Стоящий рядом, тогдашний духовник царской Семьи, протоиерей Александр, задумчиво глядя в след уходящему, ответил тихо:
– Не будет ни кола, ни огня… Сыны Света часто не замечают возни сынов века сего.
– Однако, батюшка, в Евангелии-то немного как бы не совсем так! – опять вскричал об открытках докладывающий.
– А это я как бы и не совсем из Евангелия, – священник печально улыбнулся. – Это я от себя… про себя… про нас…
Ничего этого тогда Он, уже ушедший, не слышал. Он никогда не знал, не слышал, не хотел знать и слышать ничего, что источалось от возни сынов века сего. Знал и слышал только подданных, находящихся в лучах Его доверия, а кто вне лучей – вне Его сознания. Но изливались лучи – на всех и на вся. Они никогда не иссякали, но от них можно было загородиться, коли возникнет у кого такое дурное желание.

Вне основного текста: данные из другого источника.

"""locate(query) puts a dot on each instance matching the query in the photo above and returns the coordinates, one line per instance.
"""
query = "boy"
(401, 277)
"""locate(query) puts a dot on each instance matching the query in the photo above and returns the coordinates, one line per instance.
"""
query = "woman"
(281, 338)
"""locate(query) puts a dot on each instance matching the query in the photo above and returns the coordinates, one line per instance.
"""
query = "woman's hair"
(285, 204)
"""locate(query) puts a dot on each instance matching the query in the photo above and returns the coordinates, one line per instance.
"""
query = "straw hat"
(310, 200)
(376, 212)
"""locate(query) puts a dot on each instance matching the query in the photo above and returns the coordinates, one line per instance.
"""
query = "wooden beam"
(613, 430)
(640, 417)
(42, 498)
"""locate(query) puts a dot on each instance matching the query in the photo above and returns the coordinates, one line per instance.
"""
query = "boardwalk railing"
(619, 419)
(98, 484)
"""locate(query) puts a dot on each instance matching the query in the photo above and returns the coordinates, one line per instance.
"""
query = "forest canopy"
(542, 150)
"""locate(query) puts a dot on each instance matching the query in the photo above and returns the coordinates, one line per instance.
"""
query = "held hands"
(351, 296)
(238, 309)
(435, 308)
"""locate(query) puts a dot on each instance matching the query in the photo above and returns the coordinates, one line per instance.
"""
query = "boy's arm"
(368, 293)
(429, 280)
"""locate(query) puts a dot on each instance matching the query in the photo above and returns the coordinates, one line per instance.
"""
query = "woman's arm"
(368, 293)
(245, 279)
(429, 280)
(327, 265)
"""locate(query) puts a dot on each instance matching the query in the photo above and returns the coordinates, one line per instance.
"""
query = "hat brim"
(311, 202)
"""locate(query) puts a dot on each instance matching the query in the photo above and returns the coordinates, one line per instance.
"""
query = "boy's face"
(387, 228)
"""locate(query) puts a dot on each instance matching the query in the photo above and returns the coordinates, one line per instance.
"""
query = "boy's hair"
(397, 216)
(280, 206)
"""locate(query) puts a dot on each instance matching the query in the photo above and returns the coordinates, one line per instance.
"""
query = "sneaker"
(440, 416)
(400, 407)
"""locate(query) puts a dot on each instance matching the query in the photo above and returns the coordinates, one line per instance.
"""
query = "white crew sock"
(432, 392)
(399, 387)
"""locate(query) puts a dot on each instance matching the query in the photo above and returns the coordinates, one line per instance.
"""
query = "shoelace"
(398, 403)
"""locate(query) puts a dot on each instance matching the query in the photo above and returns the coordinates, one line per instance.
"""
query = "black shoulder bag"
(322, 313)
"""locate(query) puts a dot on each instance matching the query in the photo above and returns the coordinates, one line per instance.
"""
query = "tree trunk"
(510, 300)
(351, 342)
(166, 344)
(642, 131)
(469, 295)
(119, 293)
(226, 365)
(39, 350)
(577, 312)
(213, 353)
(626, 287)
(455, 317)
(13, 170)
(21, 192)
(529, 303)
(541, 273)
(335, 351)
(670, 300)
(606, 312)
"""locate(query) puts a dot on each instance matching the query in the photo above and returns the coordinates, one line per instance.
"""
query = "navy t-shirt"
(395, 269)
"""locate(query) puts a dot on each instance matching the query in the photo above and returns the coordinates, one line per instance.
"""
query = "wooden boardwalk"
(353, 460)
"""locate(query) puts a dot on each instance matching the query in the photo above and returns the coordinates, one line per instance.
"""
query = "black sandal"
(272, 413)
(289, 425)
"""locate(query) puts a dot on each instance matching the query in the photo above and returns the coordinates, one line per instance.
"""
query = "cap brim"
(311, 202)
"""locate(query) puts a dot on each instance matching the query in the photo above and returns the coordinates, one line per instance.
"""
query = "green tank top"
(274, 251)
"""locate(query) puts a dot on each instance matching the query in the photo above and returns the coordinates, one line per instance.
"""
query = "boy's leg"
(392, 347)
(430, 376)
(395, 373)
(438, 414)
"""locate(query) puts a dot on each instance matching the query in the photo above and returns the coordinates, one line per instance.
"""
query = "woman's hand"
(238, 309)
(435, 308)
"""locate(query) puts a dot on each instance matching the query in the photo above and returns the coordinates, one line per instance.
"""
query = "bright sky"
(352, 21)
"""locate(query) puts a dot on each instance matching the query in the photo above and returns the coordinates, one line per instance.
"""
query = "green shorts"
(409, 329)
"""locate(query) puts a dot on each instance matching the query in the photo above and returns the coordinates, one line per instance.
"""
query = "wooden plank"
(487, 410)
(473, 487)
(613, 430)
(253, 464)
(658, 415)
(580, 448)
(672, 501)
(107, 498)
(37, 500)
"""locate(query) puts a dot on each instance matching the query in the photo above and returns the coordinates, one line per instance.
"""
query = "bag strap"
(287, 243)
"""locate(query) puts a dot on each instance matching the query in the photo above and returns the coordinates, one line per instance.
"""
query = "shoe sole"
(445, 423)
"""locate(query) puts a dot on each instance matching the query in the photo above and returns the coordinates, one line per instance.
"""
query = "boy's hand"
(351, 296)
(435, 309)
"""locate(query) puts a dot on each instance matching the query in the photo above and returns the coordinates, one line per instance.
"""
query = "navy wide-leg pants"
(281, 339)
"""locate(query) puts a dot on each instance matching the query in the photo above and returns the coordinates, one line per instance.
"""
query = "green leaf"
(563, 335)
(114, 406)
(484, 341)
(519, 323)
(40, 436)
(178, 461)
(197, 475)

Однажды на Высочайшем торжественном Выходе, в Москве, когда за Спасскими вратами на Красной площади ждала Выхода несметная толпа москвичей, прямо у ворот, уже на площади объявился последний московский юродивый, всей Москве известный Яша-оборвыш, которого вся московская интеллигенция ненавидела почти так же, как своего Монарха.
– Во, Николаша, гляди, – закричал Яша, когда из ворот показались Царь с Царицей, – гляди-ка!.. – и Яша, медленно разворачиваясь вокруг своей оси, вытянутой рукой с указующим перстом обвел всех стоящих близ ворот. – А они-то от Тебя, от лучиков Твоих доверчивых – щитами оборонились, ха-ха-ха. И чем ближе к Тебе, тем крепче щит, ха-ха-ха!
– Яша, перестань, – громко сказал Он и погрозил ему пальцем, а Царица ему непроизвольно улыбнулась.
Ох, запомнили Ей эту улыбку близстоящие…
…Он ехал последний раз по Могилёву и видел только верных. Они или стояли на коленях, или кланялись. Трусов, предателей и изменников больше не существовало. И те, и другие вынуждены будут разделить с Ним Его участь. Верные – вместе с Ним, а другие – ой!.. Он перекрестился, и сердце Его сжалось от жалости к этим «другим». Он всегда молился за личных врагов, но до сего времени не предполагал, что их так много. Недоумение по этому поводу быстро прошло, поиска причин не было за его бессмысленностью, остались только имена, огромный список имен, желавших Ему зла, который Он каждый вечер и каждое утро пытается отмолить.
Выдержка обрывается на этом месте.